In computational theory, I came across both deterministic and non-deterministic finite state machines but I heard someone said there are no dead states in deterministic machines. I thought dead and empty states were the same. What I noticed is that empty states are represented by a special symbol called an empty set ∅. What's exactly the difference?
That ∅ in the figure is just the name of that particular state in that machine.You could name it "cpx" if you want.
The figure is an example showing conversion from NFA to DFA. The conversion algorithm builds the DFA states from subsets of NFA states.The state named ∅ indicates that this state represents a particular subset of the states of the NFA, namely the empty set.
So, the symbol is just for the viewer to understand the significance of that particular state in the machine.

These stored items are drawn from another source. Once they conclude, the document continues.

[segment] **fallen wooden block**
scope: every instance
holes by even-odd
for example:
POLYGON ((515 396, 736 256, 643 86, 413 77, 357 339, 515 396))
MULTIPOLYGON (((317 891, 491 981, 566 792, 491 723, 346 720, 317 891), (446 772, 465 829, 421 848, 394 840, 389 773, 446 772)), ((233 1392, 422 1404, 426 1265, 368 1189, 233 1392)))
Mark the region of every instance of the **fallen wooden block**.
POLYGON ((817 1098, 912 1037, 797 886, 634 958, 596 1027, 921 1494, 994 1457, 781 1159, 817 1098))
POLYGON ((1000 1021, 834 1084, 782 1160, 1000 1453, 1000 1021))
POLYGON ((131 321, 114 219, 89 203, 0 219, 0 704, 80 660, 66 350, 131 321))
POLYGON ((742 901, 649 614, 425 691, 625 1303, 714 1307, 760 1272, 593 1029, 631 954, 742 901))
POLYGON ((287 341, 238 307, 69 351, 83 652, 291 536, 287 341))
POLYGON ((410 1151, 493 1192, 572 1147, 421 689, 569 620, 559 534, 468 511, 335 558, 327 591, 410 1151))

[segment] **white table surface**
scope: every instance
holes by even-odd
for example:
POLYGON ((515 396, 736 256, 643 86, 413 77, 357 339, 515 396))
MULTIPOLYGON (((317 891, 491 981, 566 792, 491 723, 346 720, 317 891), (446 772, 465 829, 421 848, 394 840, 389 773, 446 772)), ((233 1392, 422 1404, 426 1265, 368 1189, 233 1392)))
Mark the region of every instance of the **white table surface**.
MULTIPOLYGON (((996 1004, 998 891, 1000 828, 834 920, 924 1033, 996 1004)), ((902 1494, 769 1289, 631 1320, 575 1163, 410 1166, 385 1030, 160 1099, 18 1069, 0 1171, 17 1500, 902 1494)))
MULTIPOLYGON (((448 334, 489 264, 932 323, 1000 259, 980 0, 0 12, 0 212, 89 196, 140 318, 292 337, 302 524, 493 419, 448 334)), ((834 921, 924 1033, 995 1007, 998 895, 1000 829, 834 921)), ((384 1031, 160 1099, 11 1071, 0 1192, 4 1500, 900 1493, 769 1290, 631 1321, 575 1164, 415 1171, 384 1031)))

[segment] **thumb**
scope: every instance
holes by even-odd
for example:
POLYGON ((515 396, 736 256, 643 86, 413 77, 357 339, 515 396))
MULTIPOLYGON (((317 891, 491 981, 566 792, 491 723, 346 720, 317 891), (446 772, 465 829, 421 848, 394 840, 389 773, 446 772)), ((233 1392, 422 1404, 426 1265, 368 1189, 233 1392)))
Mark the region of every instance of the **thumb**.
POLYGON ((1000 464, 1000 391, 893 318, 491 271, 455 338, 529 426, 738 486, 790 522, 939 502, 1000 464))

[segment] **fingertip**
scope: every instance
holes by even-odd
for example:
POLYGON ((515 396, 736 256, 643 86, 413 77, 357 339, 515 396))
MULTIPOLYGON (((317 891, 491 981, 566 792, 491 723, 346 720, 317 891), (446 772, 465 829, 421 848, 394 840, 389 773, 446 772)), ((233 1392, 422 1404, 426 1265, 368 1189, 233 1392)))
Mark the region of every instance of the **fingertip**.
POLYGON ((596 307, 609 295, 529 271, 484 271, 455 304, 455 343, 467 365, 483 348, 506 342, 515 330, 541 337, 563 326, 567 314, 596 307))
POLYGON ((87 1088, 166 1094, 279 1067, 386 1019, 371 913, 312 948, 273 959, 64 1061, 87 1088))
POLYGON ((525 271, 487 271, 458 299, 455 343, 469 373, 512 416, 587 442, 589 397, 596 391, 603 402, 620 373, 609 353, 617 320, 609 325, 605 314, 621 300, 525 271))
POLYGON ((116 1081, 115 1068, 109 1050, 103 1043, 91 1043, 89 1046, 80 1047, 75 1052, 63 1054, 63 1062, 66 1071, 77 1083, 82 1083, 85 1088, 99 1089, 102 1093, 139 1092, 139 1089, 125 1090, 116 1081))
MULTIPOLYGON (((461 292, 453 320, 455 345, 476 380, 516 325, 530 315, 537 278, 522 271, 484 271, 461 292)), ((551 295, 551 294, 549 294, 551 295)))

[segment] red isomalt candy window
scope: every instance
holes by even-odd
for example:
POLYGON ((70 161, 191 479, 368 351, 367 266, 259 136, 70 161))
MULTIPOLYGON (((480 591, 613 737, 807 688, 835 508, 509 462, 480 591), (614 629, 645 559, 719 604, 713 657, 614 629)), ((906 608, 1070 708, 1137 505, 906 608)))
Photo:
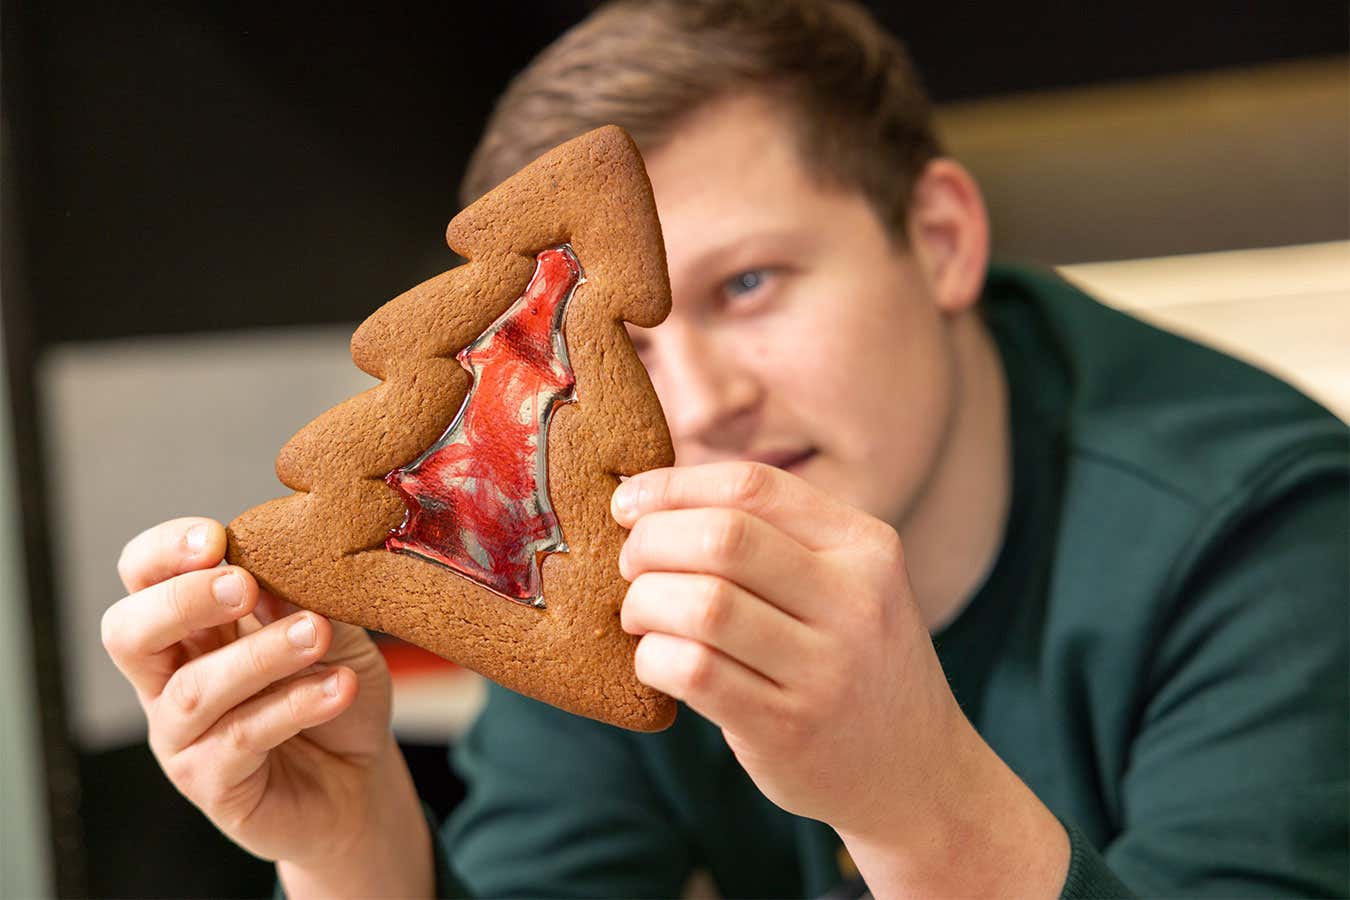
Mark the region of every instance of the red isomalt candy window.
POLYGON ((387 549, 544 605, 540 561, 567 550, 545 443, 554 408, 575 399, 562 326, 584 280, 571 247, 544 250, 525 293, 456 356, 473 375, 464 405, 425 453, 385 476, 408 506, 387 549))

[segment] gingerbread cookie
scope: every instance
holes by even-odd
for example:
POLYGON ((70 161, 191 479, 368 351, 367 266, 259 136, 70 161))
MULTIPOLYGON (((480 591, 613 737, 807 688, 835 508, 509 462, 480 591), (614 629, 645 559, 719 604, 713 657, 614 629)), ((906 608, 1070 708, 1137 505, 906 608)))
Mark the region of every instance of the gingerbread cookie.
POLYGON ((293 491, 230 523, 228 559, 273 593, 397 635, 508 688, 653 731, 619 626, 620 476, 671 465, 623 323, 670 310, 651 185, 613 126, 555 148, 465 209, 468 262, 352 337, 382 383, 277 457, 293 491))

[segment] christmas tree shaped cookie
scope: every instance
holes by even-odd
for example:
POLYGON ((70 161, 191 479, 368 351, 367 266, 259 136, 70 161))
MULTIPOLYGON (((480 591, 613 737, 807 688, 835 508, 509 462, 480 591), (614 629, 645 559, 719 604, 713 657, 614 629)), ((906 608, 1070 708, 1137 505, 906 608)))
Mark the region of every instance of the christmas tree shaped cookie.
POLYGON ((674 701, 619 626, 620 476, 670 465, 624 322, 670 309, 656 207, 615 127, 569 141, 464 210, 468 262, 352 337, 381 384, 282 449, 295 493, 229 526, 273 593, 396 635, 532 697, 639 730, 674 701))

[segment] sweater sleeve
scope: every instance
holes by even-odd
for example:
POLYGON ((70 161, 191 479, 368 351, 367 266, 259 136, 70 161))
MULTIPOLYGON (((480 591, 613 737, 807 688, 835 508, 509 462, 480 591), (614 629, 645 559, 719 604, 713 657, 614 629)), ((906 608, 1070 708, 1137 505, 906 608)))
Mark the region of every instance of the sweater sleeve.
POLYGON ((1087 835, 1060 819, 1069 833, 1069 871, 1060 890, 1061 900, 1119 900, 1138 896, 1116 877, 1087 835))
POLYGON ((688 843, 631 739, 492 685, 453 755, 468 794, 440 833, 439 896, 677 896, 688 843))
POLYGON ((1350 890, 1347 516, 1342 471, 1216 532, 1159 623, 1123 828, 1100 856, 1078 836, 1066 894, 1350 890))

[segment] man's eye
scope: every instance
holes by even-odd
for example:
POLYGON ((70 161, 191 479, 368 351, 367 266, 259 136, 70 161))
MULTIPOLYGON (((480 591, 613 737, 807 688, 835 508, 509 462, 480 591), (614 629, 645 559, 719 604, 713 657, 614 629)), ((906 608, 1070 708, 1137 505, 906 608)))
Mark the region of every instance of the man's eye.
POLYGON ((757 290, 769 277, 767 269, 750 269, 733 275, 722 283, 730 297, 740 297, 757 290))

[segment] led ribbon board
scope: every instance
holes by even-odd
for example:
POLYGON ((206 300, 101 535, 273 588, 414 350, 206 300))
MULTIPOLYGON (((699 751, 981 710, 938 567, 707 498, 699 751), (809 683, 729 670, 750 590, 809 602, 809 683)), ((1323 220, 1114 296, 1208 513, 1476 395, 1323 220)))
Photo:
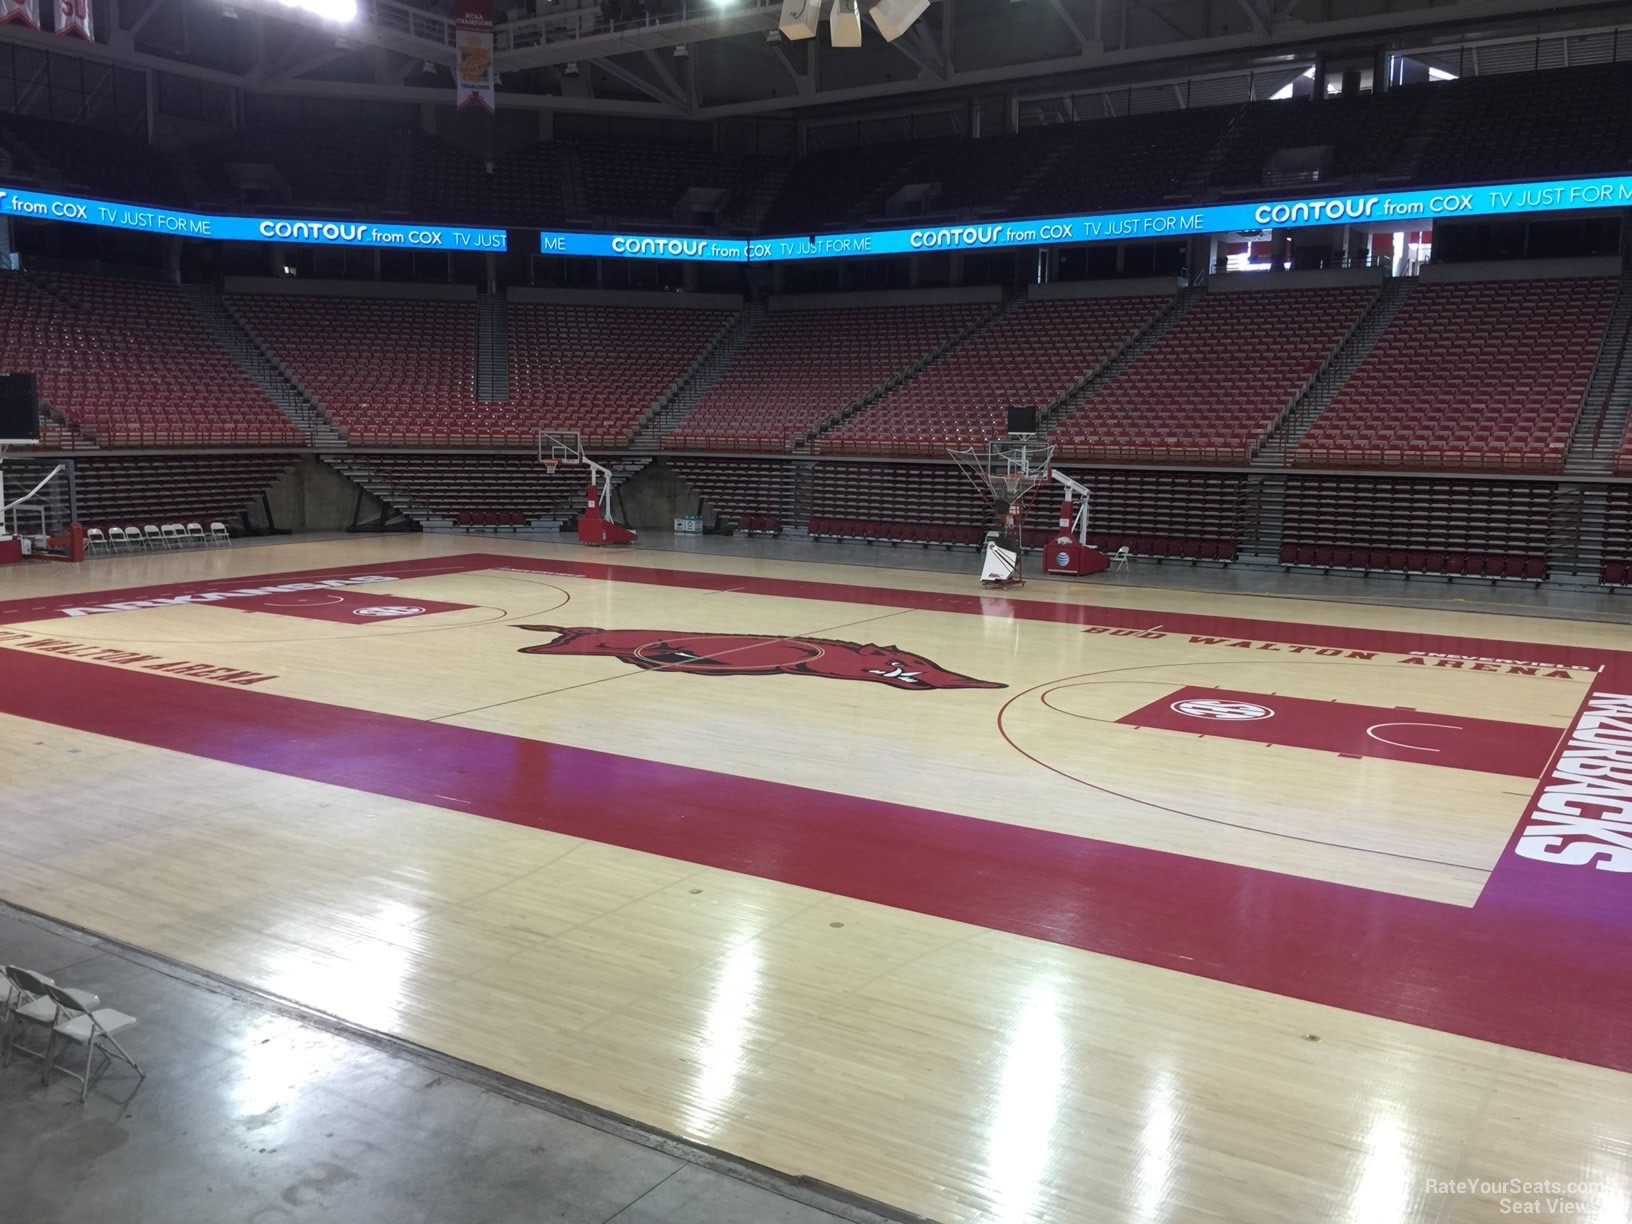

As calmyoursenses writes, in one sense, the state labelled $\emptyset$ in the output of the powerset conversion is just a particular state in the DFA it outputs.
On the other hand... It's also true that this particular state has some special properties. $\emptyset$ always has the special property that every outgoing transition from it goes back to itself, and that it is a non-accepting state. Therefore, one could plausibly say that the state labelled $\emptyset$ (in the output of the powerset construction) will always be a dead state. In other words, one could plausibly argue that the state labelled $\emptyset$ in the output of the powerset construction will always be a dead state. However, the converse need not hold: there can be other dead states in the output of the powerstate construction.
Note that all of this is specific to the kind of DFA output by the powerset construction. If you take some other DFA, there need not be any set labelled $\emptyset$ (there's no reason to expect such a label to exist, or to expect states to be labelled by sets).